I ran into some friends from the Los Angeles Times at a party this weekend at the home of my predecessor at the Weekly, Al Mittelstadt (he was celebrating his recent, unplanned departure from the downsizing CityBeat). The Times folks were commiserating over Sam Zell's huge upcoming cuts, in which he intends to wipe out about 82 pages per week of editorial content from the L.A. Times.
That's a shocking number. But the most incredible news was the way in which Zell is measuring what The New York Times referred to today as “per capita production at each paper” in the Tribune chain. According to my friends at the Times, Zell's minions are measuring the column inches produced by each writer, then concluding that some people are loafing.

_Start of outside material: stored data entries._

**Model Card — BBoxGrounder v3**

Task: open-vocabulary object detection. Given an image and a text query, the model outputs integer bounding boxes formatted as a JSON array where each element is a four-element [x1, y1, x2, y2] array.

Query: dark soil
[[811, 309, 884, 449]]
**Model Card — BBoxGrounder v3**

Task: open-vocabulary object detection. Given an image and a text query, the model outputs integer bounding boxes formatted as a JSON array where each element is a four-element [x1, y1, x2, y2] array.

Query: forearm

I can't defend some of the wasteful things I saw the Times do in the 1980s and 90s when I was a Metro reporter there. People who closely follow the newspaper remember how two reporters investigated Scientology for years, only to finally produce a lackluster front page series that told us stuff we already knew.
Another was the endless, overripe “Enrique's Journey,” a maddening immigration story that made certain it was safe for the paper's Southland readers by finding an illegal immigrant protagonist bound not for Los Angeles — but the East Coast. The too-flowery story won a Pulitzer, and it later turned out the protagonist, Enrique, was a jerk.
How is Zell going to measure the many interviews that were needed to get those stories, or quantify, per story, the years it took these top Times reporters to collect the private phone numbers of great sources that lead to these stories? Huh?
Doesn't this guy know that the loafers are journos who sit at their desks waiting for assignments, and build up forgettable bodies of work with lots of column inches to their credit? The real reporters are out there hoofing it, often requiring time to develop a hot story.
Zell will lose, or totally demoralize, some of the paper's best talent by ruling First & Spring with a ruler.
He wants to know whose inches are longer? Before Sam Zell gets too far along in this silliness, maybe somebody should measure Zell's.